We settle back onto the couch and restart Dreamhouse Adventures. It doesn’t take long for Maddie to fall asleep. She’s actually angled more toward me than Sam right now, her hair leaving a damp spot on my T-shirt. But I couldn’t care less. This is the first time she’s cuddled against me.
Ever.
And there’s no way I’m going to move because of a wet spot on my shirt. She can dump a bucke
t of water over me, or—more likely—puke on me, and I’d take it just so I could cuddle with her for longer.
After ten minutes or so, Sam lifts her head and blinks down at Maddie, her eyes barely able to stay open. “I should get her into bed,” she murmurs, “but I really don’t want to have to change sheets in the middle of the night if she pukes again.”
“You think she will?”
She shrugs. “Anything’s possible. I hope not, because all she’s had is a few sips of water since the last time, so it’d be bile and dry heaves, which are miserable. But who knows?”
I survey the nest of blankets and towels surrounding us. “Just stay here. You’re comfortable, right? You’re barely keeping your eyes open as it is. Go to sleep.

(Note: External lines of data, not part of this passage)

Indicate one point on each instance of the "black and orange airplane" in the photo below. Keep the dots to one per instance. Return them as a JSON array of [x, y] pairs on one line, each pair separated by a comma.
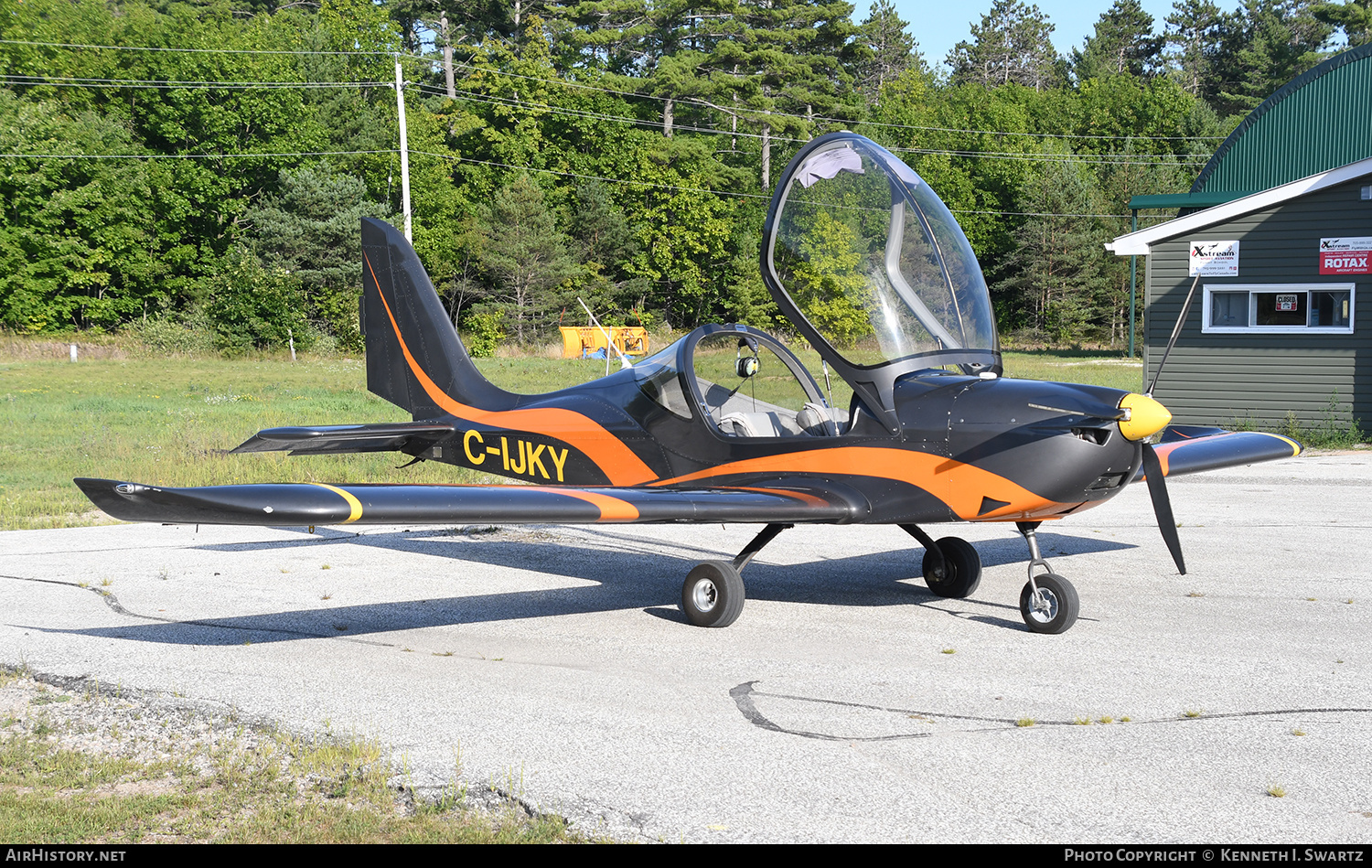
[[727, 425]]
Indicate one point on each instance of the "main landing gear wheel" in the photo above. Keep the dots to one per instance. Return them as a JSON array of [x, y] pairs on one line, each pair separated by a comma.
[[960, 571], [713, 594], [1054, 607]]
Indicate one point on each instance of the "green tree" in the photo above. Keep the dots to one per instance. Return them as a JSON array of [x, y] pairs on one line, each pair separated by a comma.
[[1122, 43], [76, 249], [1058, 269], [1353, 16], [1196, 32], [252, 307], [1276, 41], [894, 51], [526, 254], [309, 230], [1010, 46]]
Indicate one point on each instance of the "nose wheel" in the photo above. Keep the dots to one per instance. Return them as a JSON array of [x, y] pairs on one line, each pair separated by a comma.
[[1048, 602]]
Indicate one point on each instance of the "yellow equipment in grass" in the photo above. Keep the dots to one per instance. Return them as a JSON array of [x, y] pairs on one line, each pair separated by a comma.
[[589, 340]]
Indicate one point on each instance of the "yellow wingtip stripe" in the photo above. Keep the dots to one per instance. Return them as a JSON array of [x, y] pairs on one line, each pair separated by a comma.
[[1295, 447], [354, 505]]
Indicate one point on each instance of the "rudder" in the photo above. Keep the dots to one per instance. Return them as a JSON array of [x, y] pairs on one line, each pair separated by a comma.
[[409, 337]]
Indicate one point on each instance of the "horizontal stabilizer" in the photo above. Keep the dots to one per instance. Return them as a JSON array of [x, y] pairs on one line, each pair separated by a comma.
[[337, 439], [1190, 448], [313, 503]]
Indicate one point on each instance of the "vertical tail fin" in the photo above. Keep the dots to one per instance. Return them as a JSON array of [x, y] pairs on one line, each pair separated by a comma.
[[413, 354]]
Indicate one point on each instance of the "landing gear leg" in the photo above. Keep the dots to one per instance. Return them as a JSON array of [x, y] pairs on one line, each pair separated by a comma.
[[1048, 602], [713, 591], [951, 565]]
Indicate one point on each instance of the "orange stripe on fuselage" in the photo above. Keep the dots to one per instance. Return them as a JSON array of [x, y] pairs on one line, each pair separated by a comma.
[[960, 486], [619, 464], [612, 509]]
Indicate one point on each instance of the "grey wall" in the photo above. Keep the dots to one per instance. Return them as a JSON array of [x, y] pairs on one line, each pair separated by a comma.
[[1227, 379]]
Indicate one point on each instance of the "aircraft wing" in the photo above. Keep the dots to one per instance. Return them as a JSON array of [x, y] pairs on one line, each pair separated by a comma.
[[316, 503], [1193, 448]]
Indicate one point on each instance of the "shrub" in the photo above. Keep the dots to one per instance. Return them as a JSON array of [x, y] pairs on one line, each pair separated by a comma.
[[483, 332]]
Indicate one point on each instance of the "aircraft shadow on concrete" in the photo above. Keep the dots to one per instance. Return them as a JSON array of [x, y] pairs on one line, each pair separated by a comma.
[[628, 572]]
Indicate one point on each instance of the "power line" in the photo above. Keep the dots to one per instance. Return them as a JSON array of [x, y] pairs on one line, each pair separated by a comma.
[[498, 165], [195, 155], [584, 87], [216, 51], [58, 81]]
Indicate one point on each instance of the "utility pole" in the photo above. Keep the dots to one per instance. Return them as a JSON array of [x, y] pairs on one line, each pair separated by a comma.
[[405, 151]]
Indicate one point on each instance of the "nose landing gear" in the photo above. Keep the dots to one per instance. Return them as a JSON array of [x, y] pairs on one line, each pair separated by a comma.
[[1048, 602]]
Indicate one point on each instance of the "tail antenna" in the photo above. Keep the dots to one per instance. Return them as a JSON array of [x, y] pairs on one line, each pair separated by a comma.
[[1176, 331]]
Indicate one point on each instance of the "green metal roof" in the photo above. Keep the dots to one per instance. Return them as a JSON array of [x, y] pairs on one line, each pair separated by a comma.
[[1185, 200], [1317, 121]]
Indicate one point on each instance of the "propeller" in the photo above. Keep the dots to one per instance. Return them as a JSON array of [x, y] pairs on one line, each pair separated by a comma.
[[1163, 505]]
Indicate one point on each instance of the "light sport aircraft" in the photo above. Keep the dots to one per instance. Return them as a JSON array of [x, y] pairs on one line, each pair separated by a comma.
[[727, 425]]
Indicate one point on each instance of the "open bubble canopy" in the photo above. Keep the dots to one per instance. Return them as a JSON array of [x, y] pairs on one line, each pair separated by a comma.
[[872, 268]]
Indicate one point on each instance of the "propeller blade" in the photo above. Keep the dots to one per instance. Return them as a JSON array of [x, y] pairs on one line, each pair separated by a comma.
[[1163, 505]]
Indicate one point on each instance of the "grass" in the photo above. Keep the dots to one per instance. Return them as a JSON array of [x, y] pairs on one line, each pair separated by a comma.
[[272, 788], [169, 422]]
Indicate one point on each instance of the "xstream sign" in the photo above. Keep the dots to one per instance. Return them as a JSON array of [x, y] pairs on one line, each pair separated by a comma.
[[1345, 255]]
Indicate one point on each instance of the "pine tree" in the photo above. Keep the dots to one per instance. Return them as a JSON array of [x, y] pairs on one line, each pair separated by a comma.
[[1196, 30], [1353, 16], [894, 51], [526, 254], [1275, 43], [1122, 43], [1012, 46]]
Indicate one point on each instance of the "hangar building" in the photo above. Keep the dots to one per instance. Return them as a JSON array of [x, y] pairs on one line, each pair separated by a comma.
[[1276, 233]]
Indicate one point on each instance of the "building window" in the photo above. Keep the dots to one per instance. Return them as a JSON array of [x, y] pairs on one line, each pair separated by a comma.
[[1320, 309]]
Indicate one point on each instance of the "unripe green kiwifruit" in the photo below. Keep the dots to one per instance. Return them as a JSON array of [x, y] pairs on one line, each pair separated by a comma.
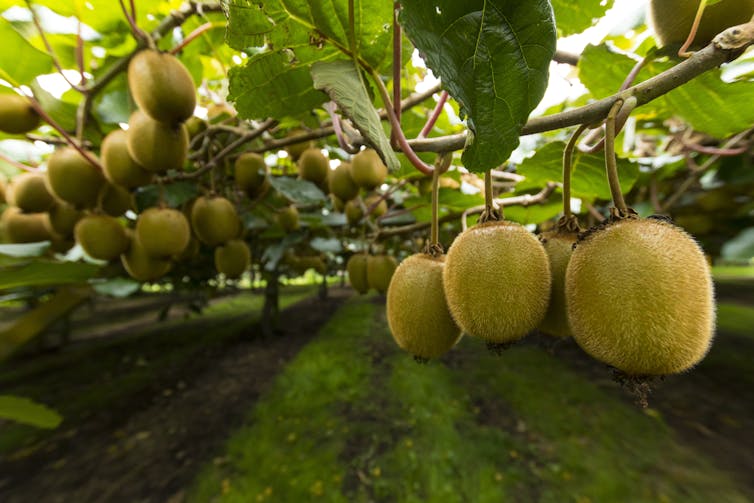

I’ll be here if you need anything.”
She focuses her bleary gaze on me. “You’re staying?”
I swallow, suddenly worried she’d rather I left. “If that’s okay.”
“Yeah,” she croaks. “I actually really appreciate all your help. It’s … nice.” She makes a face like that’s a lame word, but she’s too tired to come up with anything better.
I crack a grin. “Happy to help.”
She pulls a throw pillow from her end of the couch and tucks it under her face, then grabs another and passes it to me. “Here. You might need this at some point.”
“Thanks.” I put it behind my head, more because she’s trying to help me be comfortable than because I think I’ll actually use it. I’ve never been good at sleeping sitting up. But I’m not about to bitch about that right now.
No, I’m going to relish this rare opportunity to hold my girls, because with Maddie snuggled into my side, my arm along the back of the couch, and Sam lying next to Maddie, all I’d have to do is drop my arm and I’d be holding Sam too.